Hz. Aise (r.ah) söyle anlatıyor:
“Ey Allah’in Resulü! Kadir gecesine rastlarsam nasil dua edeyim? diye sordum. Resulüllah (s.a.v):
اللَّهُمَّ إِنَّكَ عَفُوٌّ تُحِبُّ العفْوَ فاعْفُ عنِّي
“Allahümme inneke afüvvün tühibbü’l-afve fa’fu annî (Allah’im sen çok affedicisin, affı seversin, beni affet)” diye dua et, buyurdu (Tecrîd-i Sarih Tercümesi, VI, 314).
Bu gecenin öyle bir ani vardır ki o anda yapılan ibadet ve dualar mutlaka makbul olur. Bu önemli ani yakalamak için gecenin bütününü tövbe ve istiğfar ile geçirmek gerekir. Bu da kişinin imanını tazeler. Gecenin bütününü ibadetle geçiremeyenler en azından teravihten sonra bir miktar oturup dua etmelidirler.
Bu, bin aydan hayırlı olduğu bildirilen gecede insanlık âlemini huzura kavuşturmak için gerekli olan esaslar indirilmiştir. Namaz, zikir, tesbih, Kur’an okumak gibi bedeni ibadetlerimiz yanında düşünce ile ibadet olarak isimlendirdiğimiz tefekkürü insanlığın amacı nedir? Olgun insan olma mertebesine nasıl ulaşabiliriz? Nasıl insanlığa daha iyi hizmet edip, daha çok sevgi sunabiliriz? Seklindeki odak noktaları ile güçlendirelim.
Kadir Gecesinde Melekler ve Cebrail Yeryüzüne İner
İbn-i Abbâs’ın -radıyallâhu anhümâ- şöyle söylediği rivayet edilmiştir:
“Kadir gecesi olunca Allah Teâlâ Cebrail’e -aleyhisselâm-sayıları yetmiş bin olan Sidre-i Müntehâ melekleriyle beraber yeryüzüne inmelerini emreder. Beraberlerinde nurdan sancaklar vardır. Yeryüzüne indiklerinde Cebrail kendi sancağını, diğer melekler de kendi sancaklarını şu dört yere dikerler:
Kabe’nin yanına,
Nebiyy-i Zîşân -sallâllâhu aleyhi ve sellem-‘in kabrine,
Beyt-i Mukaddes mescidine (Mescid-i Aksâ’ya),
Tûr-i Sînâ mescidine..
Sonra Cebrail -aleyhisselâm- meleklere:
«-Dağılın!..» der.
Onlar, içinde mümin erkek veya mümin kadın bulunan hiçbir ev, oda, mesken ve gemi bırakmamak üzere hepsine girerler. Ancak şu evler müstesna:
İçinde köpek veya domuz, şarap (diğer alkollü içkiler buna dâhildir), haram yoldan cünüp olmuş bir kimse veya heykel bulunan evlere girmezler.
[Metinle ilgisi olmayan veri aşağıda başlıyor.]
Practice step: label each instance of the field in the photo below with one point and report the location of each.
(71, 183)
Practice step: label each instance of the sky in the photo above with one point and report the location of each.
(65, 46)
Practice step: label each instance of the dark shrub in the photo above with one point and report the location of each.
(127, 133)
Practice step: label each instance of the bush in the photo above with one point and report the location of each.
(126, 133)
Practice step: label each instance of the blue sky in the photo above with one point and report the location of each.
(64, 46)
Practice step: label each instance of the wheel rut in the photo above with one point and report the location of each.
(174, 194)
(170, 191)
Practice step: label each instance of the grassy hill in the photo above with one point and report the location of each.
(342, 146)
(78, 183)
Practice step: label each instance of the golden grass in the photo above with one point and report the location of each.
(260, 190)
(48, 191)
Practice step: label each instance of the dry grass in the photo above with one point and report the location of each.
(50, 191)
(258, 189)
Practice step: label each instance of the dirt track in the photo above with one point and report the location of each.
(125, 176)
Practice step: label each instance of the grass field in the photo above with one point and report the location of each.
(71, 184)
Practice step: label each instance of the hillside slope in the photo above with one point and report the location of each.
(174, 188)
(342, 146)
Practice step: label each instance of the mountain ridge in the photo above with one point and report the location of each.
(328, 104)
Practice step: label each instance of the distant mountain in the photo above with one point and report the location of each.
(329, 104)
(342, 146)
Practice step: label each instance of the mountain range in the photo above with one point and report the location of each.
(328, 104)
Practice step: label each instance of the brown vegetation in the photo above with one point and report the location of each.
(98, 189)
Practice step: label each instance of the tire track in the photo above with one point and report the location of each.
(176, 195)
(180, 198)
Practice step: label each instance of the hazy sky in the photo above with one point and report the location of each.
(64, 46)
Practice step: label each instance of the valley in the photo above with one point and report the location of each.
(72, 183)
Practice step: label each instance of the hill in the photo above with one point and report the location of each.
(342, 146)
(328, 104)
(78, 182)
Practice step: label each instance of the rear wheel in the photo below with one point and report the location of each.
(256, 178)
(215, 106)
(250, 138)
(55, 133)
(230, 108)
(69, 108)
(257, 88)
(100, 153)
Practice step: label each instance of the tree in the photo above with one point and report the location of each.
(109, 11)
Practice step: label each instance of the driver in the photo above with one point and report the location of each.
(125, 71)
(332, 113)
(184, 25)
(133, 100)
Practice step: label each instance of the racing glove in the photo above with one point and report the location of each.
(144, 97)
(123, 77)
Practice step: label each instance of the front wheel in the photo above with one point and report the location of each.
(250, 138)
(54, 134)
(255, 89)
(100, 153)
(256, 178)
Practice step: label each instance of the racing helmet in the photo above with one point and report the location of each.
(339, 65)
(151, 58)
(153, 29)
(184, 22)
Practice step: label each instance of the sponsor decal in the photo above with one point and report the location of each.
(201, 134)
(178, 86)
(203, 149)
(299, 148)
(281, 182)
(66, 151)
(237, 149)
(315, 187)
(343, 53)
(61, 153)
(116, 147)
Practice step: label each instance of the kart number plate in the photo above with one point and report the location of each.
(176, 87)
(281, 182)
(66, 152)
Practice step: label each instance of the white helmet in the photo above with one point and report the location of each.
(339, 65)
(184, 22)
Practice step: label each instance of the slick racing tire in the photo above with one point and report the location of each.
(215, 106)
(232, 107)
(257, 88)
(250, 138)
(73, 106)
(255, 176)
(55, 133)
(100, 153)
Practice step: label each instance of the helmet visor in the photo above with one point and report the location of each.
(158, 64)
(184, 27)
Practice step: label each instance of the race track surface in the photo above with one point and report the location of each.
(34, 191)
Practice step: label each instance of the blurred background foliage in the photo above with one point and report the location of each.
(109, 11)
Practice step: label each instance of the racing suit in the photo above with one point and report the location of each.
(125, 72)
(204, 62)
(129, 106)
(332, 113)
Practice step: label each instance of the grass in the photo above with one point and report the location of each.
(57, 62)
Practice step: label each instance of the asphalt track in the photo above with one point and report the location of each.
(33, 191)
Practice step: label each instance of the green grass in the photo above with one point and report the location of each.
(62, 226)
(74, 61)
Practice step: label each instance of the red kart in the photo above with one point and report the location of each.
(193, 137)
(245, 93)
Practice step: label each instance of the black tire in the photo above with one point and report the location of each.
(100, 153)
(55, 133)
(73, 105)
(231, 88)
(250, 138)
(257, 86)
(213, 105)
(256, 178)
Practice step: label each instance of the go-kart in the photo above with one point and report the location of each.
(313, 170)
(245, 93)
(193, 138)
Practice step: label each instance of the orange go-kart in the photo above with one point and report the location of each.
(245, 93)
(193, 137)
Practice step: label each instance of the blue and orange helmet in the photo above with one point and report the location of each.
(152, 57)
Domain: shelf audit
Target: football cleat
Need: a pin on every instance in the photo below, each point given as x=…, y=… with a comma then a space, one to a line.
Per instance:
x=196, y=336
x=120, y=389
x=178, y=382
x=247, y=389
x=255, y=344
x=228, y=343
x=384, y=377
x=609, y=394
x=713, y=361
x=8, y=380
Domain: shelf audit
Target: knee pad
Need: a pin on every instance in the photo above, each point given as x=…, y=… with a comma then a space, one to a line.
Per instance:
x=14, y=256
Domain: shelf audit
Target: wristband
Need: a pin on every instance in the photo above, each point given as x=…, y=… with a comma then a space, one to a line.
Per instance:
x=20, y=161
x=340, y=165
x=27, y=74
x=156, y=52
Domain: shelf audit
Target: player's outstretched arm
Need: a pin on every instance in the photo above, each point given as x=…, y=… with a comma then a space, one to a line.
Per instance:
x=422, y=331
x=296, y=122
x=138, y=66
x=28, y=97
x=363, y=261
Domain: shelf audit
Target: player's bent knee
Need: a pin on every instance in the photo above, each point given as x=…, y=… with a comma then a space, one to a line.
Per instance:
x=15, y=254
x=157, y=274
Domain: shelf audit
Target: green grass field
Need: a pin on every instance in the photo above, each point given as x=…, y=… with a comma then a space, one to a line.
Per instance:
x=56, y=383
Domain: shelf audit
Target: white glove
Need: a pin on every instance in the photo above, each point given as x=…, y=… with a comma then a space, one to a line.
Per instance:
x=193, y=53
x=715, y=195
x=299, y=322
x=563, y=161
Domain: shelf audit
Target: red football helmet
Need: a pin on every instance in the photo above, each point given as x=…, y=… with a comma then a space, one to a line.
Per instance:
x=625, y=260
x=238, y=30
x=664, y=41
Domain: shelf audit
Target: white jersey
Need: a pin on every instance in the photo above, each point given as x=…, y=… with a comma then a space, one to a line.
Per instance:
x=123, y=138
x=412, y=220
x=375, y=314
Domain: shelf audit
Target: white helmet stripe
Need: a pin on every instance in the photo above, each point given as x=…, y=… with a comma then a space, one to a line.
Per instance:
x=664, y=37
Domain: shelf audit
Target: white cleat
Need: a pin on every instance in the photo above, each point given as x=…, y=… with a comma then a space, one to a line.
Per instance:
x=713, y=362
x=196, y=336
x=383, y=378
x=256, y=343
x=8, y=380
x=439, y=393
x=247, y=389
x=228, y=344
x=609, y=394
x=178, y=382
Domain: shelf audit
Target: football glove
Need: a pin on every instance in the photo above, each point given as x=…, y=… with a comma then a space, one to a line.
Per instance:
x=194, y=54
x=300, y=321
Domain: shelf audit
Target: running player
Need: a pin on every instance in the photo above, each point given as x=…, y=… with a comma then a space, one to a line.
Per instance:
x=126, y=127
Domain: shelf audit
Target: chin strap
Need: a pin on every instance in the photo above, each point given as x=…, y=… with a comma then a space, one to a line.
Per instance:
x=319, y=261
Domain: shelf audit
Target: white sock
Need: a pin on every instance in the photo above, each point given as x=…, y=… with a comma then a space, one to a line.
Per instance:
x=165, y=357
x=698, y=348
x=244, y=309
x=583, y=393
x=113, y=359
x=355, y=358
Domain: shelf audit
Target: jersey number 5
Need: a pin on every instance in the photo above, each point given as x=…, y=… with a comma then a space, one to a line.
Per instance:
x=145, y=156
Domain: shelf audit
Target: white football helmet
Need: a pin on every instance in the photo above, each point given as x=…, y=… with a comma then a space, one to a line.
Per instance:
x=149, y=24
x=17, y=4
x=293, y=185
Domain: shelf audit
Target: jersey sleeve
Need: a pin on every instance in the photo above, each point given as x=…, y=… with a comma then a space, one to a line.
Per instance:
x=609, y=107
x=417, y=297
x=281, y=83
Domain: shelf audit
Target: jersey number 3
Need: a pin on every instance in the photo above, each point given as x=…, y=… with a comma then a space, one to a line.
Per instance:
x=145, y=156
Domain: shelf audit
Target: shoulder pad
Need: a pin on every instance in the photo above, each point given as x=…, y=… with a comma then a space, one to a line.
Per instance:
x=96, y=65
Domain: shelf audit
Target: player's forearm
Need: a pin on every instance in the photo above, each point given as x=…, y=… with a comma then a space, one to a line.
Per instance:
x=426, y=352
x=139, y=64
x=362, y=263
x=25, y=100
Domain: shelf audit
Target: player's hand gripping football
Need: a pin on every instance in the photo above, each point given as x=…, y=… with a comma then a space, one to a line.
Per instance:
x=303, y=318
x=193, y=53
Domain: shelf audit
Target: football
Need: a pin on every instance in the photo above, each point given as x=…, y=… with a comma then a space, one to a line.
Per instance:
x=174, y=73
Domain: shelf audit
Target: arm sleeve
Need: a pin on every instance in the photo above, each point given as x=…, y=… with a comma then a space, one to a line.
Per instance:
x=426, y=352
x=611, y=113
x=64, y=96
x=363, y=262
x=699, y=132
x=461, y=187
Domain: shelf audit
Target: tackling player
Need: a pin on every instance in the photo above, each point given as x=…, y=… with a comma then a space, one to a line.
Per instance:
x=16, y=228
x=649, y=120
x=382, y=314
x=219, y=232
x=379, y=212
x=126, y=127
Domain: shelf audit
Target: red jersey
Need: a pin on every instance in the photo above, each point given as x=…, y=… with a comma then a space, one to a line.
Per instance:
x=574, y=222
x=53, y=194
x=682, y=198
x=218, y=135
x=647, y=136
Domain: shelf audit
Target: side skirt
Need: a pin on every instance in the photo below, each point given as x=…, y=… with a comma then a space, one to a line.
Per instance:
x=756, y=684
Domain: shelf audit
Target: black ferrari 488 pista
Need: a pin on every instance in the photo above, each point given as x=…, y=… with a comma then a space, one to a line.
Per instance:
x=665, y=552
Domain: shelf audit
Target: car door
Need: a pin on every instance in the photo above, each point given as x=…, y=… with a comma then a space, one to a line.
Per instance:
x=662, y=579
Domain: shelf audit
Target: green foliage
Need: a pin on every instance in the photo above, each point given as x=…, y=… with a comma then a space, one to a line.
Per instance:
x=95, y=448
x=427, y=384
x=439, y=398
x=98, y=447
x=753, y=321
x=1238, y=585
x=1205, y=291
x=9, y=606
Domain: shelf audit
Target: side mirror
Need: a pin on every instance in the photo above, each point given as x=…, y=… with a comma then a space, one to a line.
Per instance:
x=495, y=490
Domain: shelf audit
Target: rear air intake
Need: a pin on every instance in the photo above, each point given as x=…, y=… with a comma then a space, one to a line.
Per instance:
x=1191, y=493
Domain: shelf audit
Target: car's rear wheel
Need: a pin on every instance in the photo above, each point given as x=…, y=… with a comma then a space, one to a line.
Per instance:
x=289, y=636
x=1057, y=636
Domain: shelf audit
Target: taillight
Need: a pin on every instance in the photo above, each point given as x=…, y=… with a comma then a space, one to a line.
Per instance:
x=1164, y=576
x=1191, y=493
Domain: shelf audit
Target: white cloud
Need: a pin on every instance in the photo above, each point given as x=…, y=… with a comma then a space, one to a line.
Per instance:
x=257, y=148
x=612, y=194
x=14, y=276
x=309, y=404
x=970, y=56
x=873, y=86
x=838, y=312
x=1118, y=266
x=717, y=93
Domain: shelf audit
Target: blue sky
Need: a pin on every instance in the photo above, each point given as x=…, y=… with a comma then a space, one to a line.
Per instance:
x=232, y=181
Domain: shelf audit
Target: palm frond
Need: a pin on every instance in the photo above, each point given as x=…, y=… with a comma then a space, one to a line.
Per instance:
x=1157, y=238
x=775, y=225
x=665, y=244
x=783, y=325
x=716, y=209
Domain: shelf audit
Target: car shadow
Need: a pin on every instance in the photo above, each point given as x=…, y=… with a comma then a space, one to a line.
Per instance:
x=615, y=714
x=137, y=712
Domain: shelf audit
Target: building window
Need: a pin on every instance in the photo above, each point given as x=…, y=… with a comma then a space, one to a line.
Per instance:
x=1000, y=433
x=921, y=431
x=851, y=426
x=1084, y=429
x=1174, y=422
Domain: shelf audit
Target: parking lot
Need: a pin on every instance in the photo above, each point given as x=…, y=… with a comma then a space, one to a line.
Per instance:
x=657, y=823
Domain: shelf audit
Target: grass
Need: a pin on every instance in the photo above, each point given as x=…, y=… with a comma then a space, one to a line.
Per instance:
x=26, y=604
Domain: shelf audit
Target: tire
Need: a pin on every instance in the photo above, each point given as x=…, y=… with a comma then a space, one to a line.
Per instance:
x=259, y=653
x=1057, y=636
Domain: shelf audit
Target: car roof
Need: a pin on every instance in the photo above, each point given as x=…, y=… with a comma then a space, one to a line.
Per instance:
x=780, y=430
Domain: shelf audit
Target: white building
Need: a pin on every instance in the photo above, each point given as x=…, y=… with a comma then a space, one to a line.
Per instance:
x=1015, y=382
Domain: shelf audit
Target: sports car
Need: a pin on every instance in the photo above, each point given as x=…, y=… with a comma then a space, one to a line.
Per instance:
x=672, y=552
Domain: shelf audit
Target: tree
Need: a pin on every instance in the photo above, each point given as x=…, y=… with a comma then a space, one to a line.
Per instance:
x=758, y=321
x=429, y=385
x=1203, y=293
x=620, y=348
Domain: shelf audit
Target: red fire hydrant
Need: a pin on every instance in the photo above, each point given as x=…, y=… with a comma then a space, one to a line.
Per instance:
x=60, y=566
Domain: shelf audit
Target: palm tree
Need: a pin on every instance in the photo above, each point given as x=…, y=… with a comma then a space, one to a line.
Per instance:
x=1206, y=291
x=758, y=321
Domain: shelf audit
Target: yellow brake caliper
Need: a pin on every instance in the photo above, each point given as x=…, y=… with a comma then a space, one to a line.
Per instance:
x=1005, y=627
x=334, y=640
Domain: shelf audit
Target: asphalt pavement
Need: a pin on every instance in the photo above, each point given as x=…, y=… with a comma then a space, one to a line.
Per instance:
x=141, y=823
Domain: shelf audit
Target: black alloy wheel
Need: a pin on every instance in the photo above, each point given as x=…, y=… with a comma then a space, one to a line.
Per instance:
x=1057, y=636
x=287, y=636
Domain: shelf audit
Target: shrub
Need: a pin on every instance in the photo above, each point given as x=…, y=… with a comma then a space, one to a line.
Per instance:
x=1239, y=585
Girdikleri evlerde yüce Allah’ı tesbih, takdis ve tehlîlde bulunurlar. (Onların günahlarının bağışlanması için Allah’a yalvarırılar.) Tanyeri ağarıncaya kadar buna devam ederler. Tanyeri ağarınca semâya yükselirler. Dünya semâsının melekleri onları karşılar ve:
-Nereden dönüyorsunuz? Diye sorarlar. Onlar:
-Dünyadaydık. Çünkü bu gece, Muhammed -sallâllâhu aleyhi ve sellim-‘in ümmetinin Kadir gecesidir, derler. Dünya semâsının melekleri:
«-Allah Teâlâ, onlara ne gibi bir muamelede bulundu?» derler. Cebrail -aleyhisselâm-:
-Allah Teâlâ, onların sâlihlerini bağışladı, zayıflarına şefaatçi kıldı, der. (Bunu duyan) dünya semâsı melekleri, bu ümmete rızâ ve mağfiretini lütfetmesi sebebiyle Allah’a hamd ederek, yüksek sesle Rabbul Âlem in’i sena, takdîs ve tesbihe başlarlar.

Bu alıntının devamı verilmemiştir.